En la calle
Salgo del autobús y justo en ese momento la lluvia decide ensañarse conmigo. En cero coma estoy empapado. Me faltan dos calles para llegar a mi destino, pero la silla está tan resbaladiza e ingobernable que tengo dudas de conseguir mi objetivo. Llego al paso de peatones con dificultad e intento apurarme para aprovechar la luz ámbar y poder llegar al otro lado de la acera donde, ojalá, encuentre un portal o una terraza cubierta que me ampare.
La lluvia se ha atormentado, es decir, ha mutado a tormenta, viento incluido. Finalmente, no puedo cruzar porque los cabrones de conciudadanos que venían apelotonados en dirección contraria han decidido ignorarme y han ocupado mi carril. (Nota mental: la próxima vez tengo que cruzar sin miramientos aún a sabiendas que no podré frenar o cambiar de dirección y que podría estampar mis 100 kgs. de mala leche contra algún tobillo despistado).
Como soy incapaz de aguantar simultáneamente el mosqueo, el chaparrón y el tiempo necesario hasta que se ilumine la luz verde, decido ponerme en manos de mi inquietante amiga la temeridad. Por eso, miro de reojo la calzada (es decir, no miro) y decido cruzar el semáforo en rojo para refugiarme bajo el amplio balcón del edificio modernista que hay a escasos metros. El paso de peatones hace un poco de subida y ocurre lo que predijo Murphy, es decir, "si algo puede pasar, pasará". Efectivamente, la rueda del motor que me ayuda habitualmente en los trayectos urbanos, deja de funcionar por falta de tracción en el momento que más la necesito. Estoy en medio de la vía e intento salir del lío en que me he metido propulsándome con las manos. Los guantes y los aros chorrean y Murphy se carcajea a mi costa.
Miro (ahora, sí) a la derecha y respiro tranquilo al ver que no se acerca ningún coche. Quien si se acerca, y no a poca velocidad, es un ciclista que venía huyendo del aguacero y se ha encontrado con mi cuerpo serrano y tetraplégico calado hasta los huesos tratando de mover una silla más escurridiza que las excusas de un mal pagador. «La madre que te parióóóóóó», me grita el señor de la bicicleta con cara de pánico, tratando de esquivarme a golpe de manillar.
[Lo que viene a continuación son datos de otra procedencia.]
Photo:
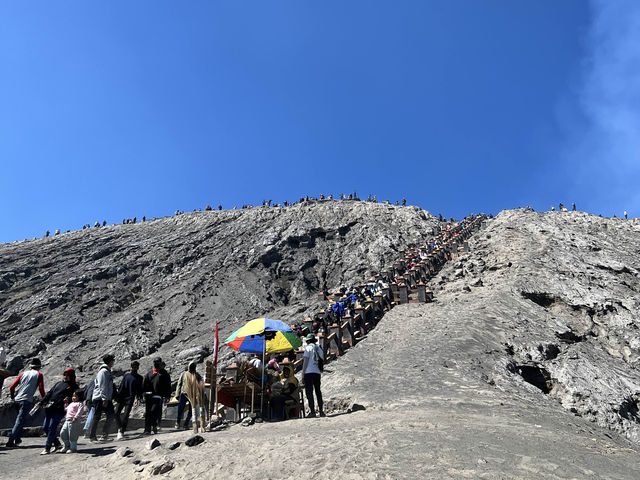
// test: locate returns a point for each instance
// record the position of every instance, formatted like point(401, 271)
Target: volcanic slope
point(156, 288)
point(503, 376)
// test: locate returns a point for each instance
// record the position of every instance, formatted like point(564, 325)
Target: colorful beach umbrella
point(264, 335)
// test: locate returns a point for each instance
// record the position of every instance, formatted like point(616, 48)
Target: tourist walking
point(157, 388)
point(54, 402)
point(102, 399)
point(194, 389)
point(313, 359)
point(22, 391)
point(71, 428)
point(129, 393)
point(183, 402)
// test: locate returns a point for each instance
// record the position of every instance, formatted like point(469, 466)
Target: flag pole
point(214, 377)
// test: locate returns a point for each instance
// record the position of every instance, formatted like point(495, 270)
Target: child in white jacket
point(72, 425)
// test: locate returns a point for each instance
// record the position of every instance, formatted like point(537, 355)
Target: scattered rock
point(161, 466)
point(124, 452)
point(247, 421)
point(153, 443)
point(193, 441)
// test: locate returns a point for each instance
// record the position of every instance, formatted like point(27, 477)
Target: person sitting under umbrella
point(283, 391)
point(253, 368)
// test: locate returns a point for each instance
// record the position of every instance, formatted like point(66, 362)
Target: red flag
point(215, 349)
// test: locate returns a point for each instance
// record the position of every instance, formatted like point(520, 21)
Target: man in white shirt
point(312, 358)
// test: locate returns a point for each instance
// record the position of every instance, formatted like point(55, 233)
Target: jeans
point(50, 427)
point(124, 420)
point(87, 425)
point(152, 414)
point(70, 433)
point(110, 416)
point(25, 408)
point(311, 383)
point(182, 404)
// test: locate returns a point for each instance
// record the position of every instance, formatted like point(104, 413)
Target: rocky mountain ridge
point(155, 288)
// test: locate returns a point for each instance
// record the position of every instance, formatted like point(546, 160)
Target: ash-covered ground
point(525, 366)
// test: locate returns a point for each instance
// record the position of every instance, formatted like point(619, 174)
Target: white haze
point(605, 153)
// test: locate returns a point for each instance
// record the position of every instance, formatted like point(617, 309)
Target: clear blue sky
point(115, 109)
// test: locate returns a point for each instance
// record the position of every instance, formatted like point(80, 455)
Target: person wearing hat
point(54, 403)
point(22, 391)
point(102, 399)
point(129, 392)
point(313, 358)
point(157, 388)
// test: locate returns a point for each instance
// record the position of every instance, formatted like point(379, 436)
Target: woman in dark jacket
point(54, 403)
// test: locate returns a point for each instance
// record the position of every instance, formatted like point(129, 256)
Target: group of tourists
point(265, 203)
point(67, 402)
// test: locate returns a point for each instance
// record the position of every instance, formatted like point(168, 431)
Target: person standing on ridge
point(22, 391)
point(102, 399)
point(129, 392)
point(312, 358)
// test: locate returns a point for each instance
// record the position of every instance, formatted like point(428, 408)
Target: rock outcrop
point(156, 288)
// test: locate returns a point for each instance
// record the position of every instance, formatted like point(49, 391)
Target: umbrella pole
point(264, 349)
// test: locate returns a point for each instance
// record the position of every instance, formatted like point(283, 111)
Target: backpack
point(320, 362)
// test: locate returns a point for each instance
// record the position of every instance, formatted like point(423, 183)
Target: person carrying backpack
point(54, 403)
point(129, 392)
point(157, 388)
point(102, 399)
point(22, 391)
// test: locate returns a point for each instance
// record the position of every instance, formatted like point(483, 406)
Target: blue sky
point(115, 109)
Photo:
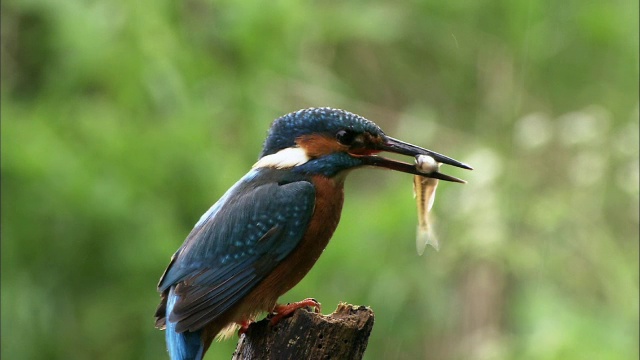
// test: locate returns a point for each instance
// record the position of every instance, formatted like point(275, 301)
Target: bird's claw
point(282, 311)
point(244, 327)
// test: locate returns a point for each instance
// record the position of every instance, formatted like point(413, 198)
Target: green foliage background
point(123, 121)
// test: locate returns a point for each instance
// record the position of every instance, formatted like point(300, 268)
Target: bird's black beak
point(400, 147)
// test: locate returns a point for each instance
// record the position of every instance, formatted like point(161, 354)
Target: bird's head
point(326, 141)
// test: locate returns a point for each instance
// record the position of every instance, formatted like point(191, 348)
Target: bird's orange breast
point(325, 218)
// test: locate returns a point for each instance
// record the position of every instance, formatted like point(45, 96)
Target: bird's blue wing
point(229, 253)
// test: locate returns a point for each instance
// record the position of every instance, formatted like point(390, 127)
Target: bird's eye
point(345, 137)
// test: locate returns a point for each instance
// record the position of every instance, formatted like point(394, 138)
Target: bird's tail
point(182, 346)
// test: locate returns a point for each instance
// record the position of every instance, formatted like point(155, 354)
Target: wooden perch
point(307, 335)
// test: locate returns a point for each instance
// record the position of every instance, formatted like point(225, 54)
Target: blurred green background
point(123, 121)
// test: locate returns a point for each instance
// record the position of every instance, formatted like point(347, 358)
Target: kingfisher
point(267, 231)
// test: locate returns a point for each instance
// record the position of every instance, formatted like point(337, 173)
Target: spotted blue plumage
point(239, 241)
point(286, 129)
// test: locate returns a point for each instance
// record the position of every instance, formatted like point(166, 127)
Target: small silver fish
point(424, 190)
He visto tan claro que me atropellaba que he cerrado los ojos, me he encogido de hombros a la espera de la colisión y me he empezado a arrepentir por haber ignorado la previsión meteorológica sin modificar ni un ápice mi agenda matinal.
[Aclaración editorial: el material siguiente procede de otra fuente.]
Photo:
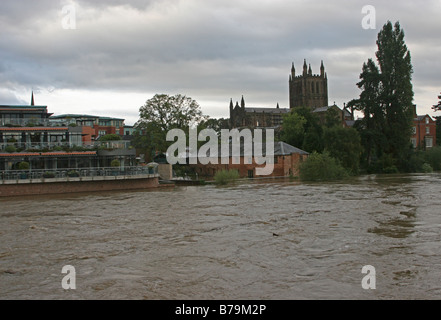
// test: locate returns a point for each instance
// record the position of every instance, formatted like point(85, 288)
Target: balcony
point(33, 123)
point(75, 174)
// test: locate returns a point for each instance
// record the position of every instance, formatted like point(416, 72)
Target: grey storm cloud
point(210, 48)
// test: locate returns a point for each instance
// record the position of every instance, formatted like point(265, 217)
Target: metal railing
point(53, 146)
point(34, 123)
point(41, 174)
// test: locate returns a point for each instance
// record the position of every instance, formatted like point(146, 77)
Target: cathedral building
point(307, 89)
point(241, 116)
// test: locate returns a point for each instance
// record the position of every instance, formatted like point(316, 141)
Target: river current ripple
point(277, 239)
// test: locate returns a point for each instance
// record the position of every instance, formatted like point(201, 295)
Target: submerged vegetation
point(322, 167)
point(224, 177)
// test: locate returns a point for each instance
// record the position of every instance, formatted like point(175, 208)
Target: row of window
point(414, 130)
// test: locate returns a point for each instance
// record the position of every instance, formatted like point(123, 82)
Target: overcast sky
point(121, 53)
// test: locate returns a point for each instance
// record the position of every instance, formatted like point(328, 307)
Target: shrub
point(110, 137)
point(433, 157)
point(115, 163)
point(10, 149)
point(73, 173)
point(391, 170)
point(224, 177)
point(49, 174)
point(321, 167)
point(427, 168)
point(23, 165)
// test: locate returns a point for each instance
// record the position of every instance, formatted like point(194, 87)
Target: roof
point(64, 116)
point(421, 118)
point(280, 149)
point(19, 129)
point(267, 110)
point(39, 154)
point(4, 106)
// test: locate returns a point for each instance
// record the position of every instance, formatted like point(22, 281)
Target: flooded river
point(276, 239)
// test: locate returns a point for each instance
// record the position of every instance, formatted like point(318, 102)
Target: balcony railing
point(40, 146)
point(72, 173)
point(59, 146)
point(34, 123)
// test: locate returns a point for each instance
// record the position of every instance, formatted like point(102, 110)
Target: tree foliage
point(161, 114)
point(437, 107)
point(321, 167)
point(386, 99)
point(344, 144)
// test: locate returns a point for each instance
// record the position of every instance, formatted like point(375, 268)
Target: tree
point(386, 98)
point(168, 112)
point(161, 114)
point(396, 90)
point(293, 131)
point(437, 107)
point(372, 124)
point(344, 144)
point(321, 167)
point(332, 118)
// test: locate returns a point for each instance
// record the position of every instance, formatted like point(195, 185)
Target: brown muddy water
point(276, 239)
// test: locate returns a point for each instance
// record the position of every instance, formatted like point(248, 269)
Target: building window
point(429, 142)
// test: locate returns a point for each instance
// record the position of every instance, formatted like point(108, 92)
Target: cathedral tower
point(308, 90)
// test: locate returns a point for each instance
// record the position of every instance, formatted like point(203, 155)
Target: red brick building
point(423, 131)
point(93, 126)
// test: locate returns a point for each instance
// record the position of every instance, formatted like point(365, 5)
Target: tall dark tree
point(386, 98)
point(396, 90)
point(437, 107)
point(372, 124)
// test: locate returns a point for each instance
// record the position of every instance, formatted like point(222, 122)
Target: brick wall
point(7, 190)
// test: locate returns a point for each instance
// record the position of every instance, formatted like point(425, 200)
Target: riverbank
point(23, 187)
Mr. Murphy se ha apiadado de mí y mi conciencia y le ha dado al ciclista la clarividencia y habilidad necesarias para encontrar una vía de escape. Antes de intentar reanudar la marcha, he levantado la mano en señal de arrepentimiento y de asunción de responsabilidad, pero creo que no ha servido de mucho. Creo, no, estoy seguro.